The Kimberley artists featured in the exhibition – Angelina Karadada Boona, Ben Ward, Evelyn Malgil, Jan Griffiths, John Prince Siddon, Leah Umbagai, Mary-Lou Divilli, Mervyn Street, Pauline Sunfly, and Miriam Baadjo – represent the cultural diversity and artistic excellence of the region. Leah Umbagai has travelled to Washington to represent Mowanjum Arts Centre in person. “When I paint, I’m connected to my ancestors and to the land. Sharing that here in Washington is a way of opening a window into our world”.
And then there’s Michael Reid at the commercial end of the business who had hoped to capitalise on the NGV’s presence in Washington. He’s actually extended his hire of a gallery – his first foray into America, though he has plans to open permanently in Los Angeles – in the hope of an NGA opening. And surely the naming of his exhibition, ‘The Stars Before Us All‘ is more than a credit to the NGV’s efforts.

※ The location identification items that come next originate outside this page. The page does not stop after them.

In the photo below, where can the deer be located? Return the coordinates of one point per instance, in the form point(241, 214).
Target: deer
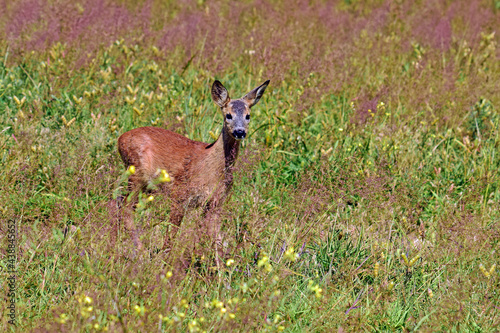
point(201, 174)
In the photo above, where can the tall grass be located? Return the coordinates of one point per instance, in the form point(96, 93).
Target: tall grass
point(366, 195)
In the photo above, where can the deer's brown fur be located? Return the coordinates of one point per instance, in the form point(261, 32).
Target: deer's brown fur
point(201, 173)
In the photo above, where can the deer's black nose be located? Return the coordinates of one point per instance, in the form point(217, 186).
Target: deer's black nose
point(239, 134)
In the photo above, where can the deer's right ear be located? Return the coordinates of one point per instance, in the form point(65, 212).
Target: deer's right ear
point(220, 94)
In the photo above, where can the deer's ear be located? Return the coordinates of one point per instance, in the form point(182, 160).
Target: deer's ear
point(254, 96)
point(220, 94)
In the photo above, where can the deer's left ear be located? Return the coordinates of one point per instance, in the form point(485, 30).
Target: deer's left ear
point(254, 96)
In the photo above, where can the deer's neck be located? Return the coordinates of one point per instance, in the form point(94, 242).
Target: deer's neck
point(223, 154)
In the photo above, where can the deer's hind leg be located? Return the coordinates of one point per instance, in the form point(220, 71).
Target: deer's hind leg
point(129, 204)
point(177, 212)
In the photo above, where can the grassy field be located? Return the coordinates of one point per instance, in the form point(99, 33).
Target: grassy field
point(366, 195)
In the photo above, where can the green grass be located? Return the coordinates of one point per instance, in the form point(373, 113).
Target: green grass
point(331, 193)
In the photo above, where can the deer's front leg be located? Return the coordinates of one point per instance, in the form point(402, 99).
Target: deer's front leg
point(176, 214)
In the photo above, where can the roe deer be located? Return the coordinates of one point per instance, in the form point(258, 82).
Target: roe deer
point(201, 173)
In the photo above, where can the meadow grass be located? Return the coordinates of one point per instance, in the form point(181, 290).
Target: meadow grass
point(366, 195)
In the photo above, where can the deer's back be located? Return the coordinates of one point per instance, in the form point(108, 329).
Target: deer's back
point(153, 148)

Reid describes it as “A bold articulation of contemporary Aboriginal and Torres Strait Islander perspectives, presenting more than 30 new and historical works by 20 leading contemporary First Nations practitioners, including Emily Kame Kngwarrey, Regina Pilawuk Wilson, Owen Yalandja, Djirrirra Wunuŋmurra Yukuwa, Nici Cumpston, Dr Christian Thompson, Betty Chimney, Danie Mellor and more. The exhibition marks the United States debut for several of the exhibiting artists, including this year’s Telstra Art Award-winner Gaypalani Wanambi and offers works from right across the Australian continent, including the Tiwi Islands, Arnhemland, Far North Queensland, the Torres Strait, the Central Desert, the Kimberley and beyond”.